Craig Curry

Profile
- Position: Quarterback

Personal information
- Born: August 5, 1950 (age 75)
- Listed height: 6 ft 2 in (1.88 m)
- Listed weight: 200 lb (91 kg)

Career information
- High school: Carver, Coral Gables (FL)
- College: Minnesota
- NFL draft: 1972: 8th round, 207th overall pick

Career history
- Miami Dolphins (1972)*;
- * Offseason or practice squad member only

Awards and highlights
- Second-team All-Big Ten (1971);

= Craig Curry (quarterback) =

American football player (born 1950)

Craig Curry (born August 5, 1950) is an American former college football player who was a quarterback for the Minnesota Golden Gophers from 1969 to 1971. He grew up in Coral Gables, Florida, and attended Coral Gables Senior High School. Curry was one of the most highly recruited high school quarterbacks in the country. With Minnesota, he led the Big Ten Conference in 1971 with 2,071 yards of total offense. He tried out with the Miami Dolphins of the National Football League (NFL) in 1972.

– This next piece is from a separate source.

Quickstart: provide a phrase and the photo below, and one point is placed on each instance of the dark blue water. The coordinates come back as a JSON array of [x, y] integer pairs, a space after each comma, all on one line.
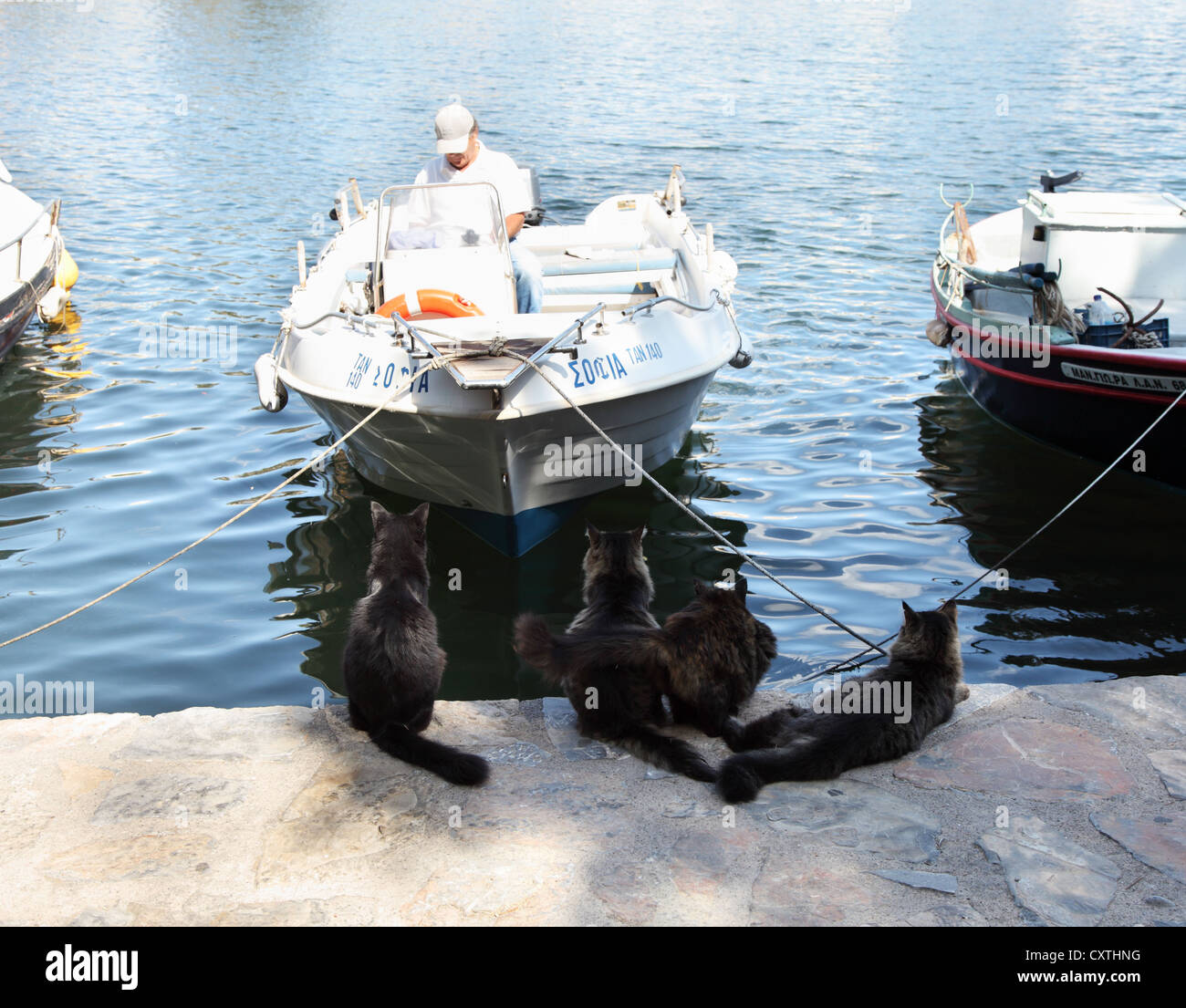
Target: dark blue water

==Early life and education==
Curry attended Carver High School until integration forced him to choose between all-black Mays High School or Coral Gables Senior High School. Curry chose to cross the color line and attend Gables, where he became known as "The Negro Quarterback". After going 7-3 in his junior year, as a senior Curry lead his team to a 13-0 record, winning Florida's large school state championship, and eventually being named "The Team of The Century" by the Florida High School Athletic Association.

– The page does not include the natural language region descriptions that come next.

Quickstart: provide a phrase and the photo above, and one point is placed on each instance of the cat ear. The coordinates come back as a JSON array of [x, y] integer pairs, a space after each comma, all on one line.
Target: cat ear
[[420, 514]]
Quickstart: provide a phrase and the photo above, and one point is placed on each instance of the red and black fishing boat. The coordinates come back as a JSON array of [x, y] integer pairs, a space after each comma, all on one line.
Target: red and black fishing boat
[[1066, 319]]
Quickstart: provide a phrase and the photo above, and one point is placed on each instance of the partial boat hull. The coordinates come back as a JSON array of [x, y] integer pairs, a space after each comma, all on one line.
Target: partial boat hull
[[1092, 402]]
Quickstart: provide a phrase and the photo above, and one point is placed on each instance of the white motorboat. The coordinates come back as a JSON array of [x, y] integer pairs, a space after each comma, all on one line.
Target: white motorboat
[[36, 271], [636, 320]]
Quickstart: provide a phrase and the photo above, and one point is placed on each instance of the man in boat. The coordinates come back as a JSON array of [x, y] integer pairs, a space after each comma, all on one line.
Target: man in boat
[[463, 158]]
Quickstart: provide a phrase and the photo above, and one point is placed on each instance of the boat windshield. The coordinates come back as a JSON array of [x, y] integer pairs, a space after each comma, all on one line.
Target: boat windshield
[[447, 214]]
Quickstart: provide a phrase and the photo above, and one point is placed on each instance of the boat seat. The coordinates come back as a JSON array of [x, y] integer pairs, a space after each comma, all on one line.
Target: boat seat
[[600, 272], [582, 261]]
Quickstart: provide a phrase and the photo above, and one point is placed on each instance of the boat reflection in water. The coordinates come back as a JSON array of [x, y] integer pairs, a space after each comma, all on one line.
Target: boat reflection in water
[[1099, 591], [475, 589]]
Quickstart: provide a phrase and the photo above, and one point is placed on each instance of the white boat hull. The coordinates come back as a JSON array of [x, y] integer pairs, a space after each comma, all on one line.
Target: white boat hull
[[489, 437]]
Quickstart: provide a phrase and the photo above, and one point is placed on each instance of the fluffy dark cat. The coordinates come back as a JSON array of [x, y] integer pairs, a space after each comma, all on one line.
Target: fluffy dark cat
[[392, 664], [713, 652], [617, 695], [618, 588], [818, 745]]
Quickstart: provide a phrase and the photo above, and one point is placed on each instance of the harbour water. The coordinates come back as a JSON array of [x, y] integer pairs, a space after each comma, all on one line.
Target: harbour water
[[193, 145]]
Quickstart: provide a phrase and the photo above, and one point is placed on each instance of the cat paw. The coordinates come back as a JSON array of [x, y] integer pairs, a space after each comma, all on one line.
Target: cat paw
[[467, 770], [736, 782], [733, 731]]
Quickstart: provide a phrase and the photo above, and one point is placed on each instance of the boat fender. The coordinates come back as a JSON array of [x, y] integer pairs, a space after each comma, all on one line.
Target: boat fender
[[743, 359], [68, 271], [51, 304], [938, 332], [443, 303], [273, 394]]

Coach Nick Kotys endured much criticism for starting a black quarterback, as at the time they were not considered qualified for the position, but still started Curry for two years. After the team won the national championship in 1967, Kotys stated that "Craig does all the thinking. I only nod OK.".

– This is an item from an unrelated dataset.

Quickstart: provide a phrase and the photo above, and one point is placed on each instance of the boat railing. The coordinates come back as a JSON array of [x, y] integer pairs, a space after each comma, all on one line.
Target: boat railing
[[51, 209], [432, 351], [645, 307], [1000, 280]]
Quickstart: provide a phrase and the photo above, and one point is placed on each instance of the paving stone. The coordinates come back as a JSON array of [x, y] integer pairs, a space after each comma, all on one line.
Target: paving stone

A Coral Gables High School guidance counselor advised him to drop science classes, because of the weakness of his math from Carver. Curry then devoted himself to football at the expense of academics, a decision he regretted later in life. He wanted to attend the University of Miami, but because of death threats, chose to attend the University of Minnesota, where he earned a degree in psychology.

==Career==
Curry was selected in the eighth round of the 1972 NFL draft by the Miami Dolphins. After being cut, he considered suicide. He then went to work for IBM for the next 16 years and then served as an academic advisor for athletes at the University of Michigan and director of the Center for the African-American Male at Albany State University. He later served as athletic director of the University of Arkansas-Pine Bluff.